Por el momento, los clientes de estas tres ciudades pueden ser asignados al azar a un Ojai cuando solicitan un viaje a través de la aplicación. Una vez que Waymo disponga de suficientes unidades, los usuarios podrán elegir entre el nuevo modelo y el veterano Jaguar I-Pace, que hasta ahora constituía la base de toda la flota. La compañía cuenta actualmente con unos 300 Ojai en operación comercial, según un portavoz de la empresa, y tiene previsto extender el servicio a Denver, Las Vegas y San Diego antes de que finalice el año.

El Ojai es, en esencia, una minivan eléctrica fabricada por Zeekr, marca propiedad del grupo chino Geely Holding, sobre la plataforma SEA-M, una arquitectura diseñada específicamente para vehículos destinados a servicios como robotaxis y furgonetas de reparto. Waymo y Zeekr formalizaron su alianza en 2021 y, desde entonces, han probado prototipos y versiones de preproducción. Los vehículos llegan a Estados Unidos sin tecnología conectada china y son enviados a la fábrica de Waymo en Arizona, donde se les incorpora el sistema de conducción autónoma.

Ese sistema es la sexta generación del Waymo Driver, descrito por la compañía como modular y preparado para funcionar en distintos tipos de vehículos, una pieza clave de su estrategia comercial. Además, el Ojai estrena una interfaz de usuario rediseñada e integra Gemini, la inteligencia artificial de Google, como asistente de a bordo. Tal y como explicó 20minutos, Gemini no interviene en la conducción —función reservada exclusivamente al sistema autónomo—, sino que permanece inactivo hasta que el pasajero lo activa. A partir de ese momento, puede ajustar el aire acondicionado, buscar un restaurante cercano o narrar la historia del lugar por el que se circula.

El cambio de proveedor responde a una cuestión de costes. El Jaguar I-Pace, un hatchback eléctrico blanco cargado de sensores que se ha convertido en una imagen habitual de las calles de San Francisco, fue siempre un recurso intermedio dentro del plan a largo plazo de Waymo. El Ojai, en cambio, está concebido para soportar un uso casi continuo y para reducir los gastos de fabricación y mantenimiento. Sin embargo, los aranceles estadounidenses a los vehículos importados de China encarecen cada unidad.

En paralelo a la apertura al público, Waymo está acelerando la importación del modelo. La firma de investigación MoffettNathanson, con sede en Nueva York, rastrea los embarques de Ojai a partir de registros aduaneros y estima que la compañía podría introducir 5.000 unidades en Estados Unidos antes de finales de 2026, una cifra que duplicaría con creces el tamaño actual de la flota de Jaguar. Solo en julio entraron al país 725 vehículos, una muestra del ritmo de expansión.
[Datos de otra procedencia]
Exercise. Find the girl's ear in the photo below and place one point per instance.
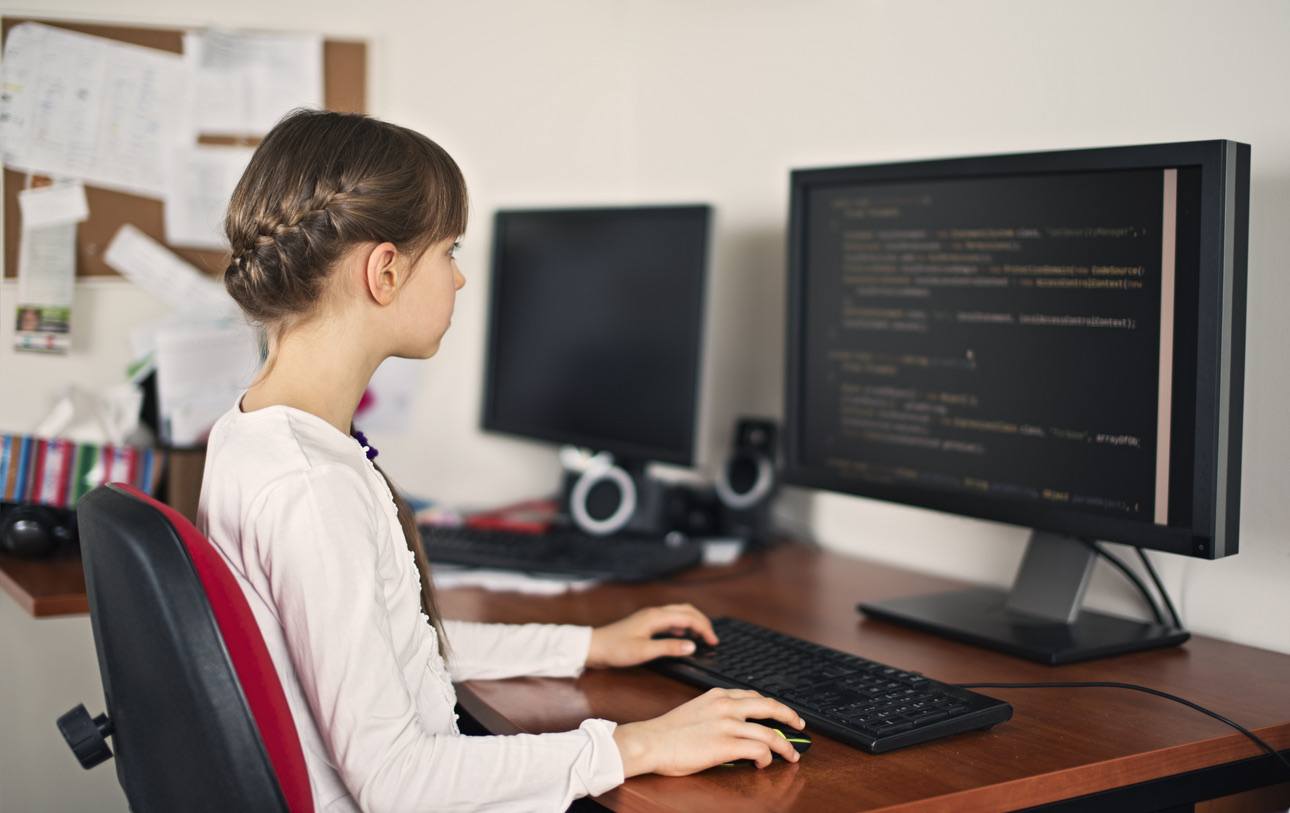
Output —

El contexto competitivo es relevante: Waymo opera ya en 11 ciudades estadounidenses con su flota de Jaguar I-Pace, pero el salto hacia un vehículo diseñado de fábrica para el servicio pretende acercar a la compañía al objetivo de rentabilidad que Alphabet lleva años persiguiendo. Fuentes del sector coinciden en que el verdadero termómetro no será la tecnología —que ya ha demostrado su madurez en pruebas y operaciones limitadas desde mayo—, sino la economía: si el coste por trayecto del Ojai permite a Waymo competir con Uber, Lyft y los propios taxis tradicionales.

De cara a los próximos meses, la atención se centrará en la llegada del Ojai a las nuevas ciudades anunciadas y en la capacidad de la empresa para escalar la producción sin disparar sus costes por efecto de los aranceles. Si las previsiones de MoffettNathanson se cumplen, 2026 será el año en que Waymo pase de ser un experimento urbano a convertirse en un operador de transporte con una flota de dimensiones nacionales.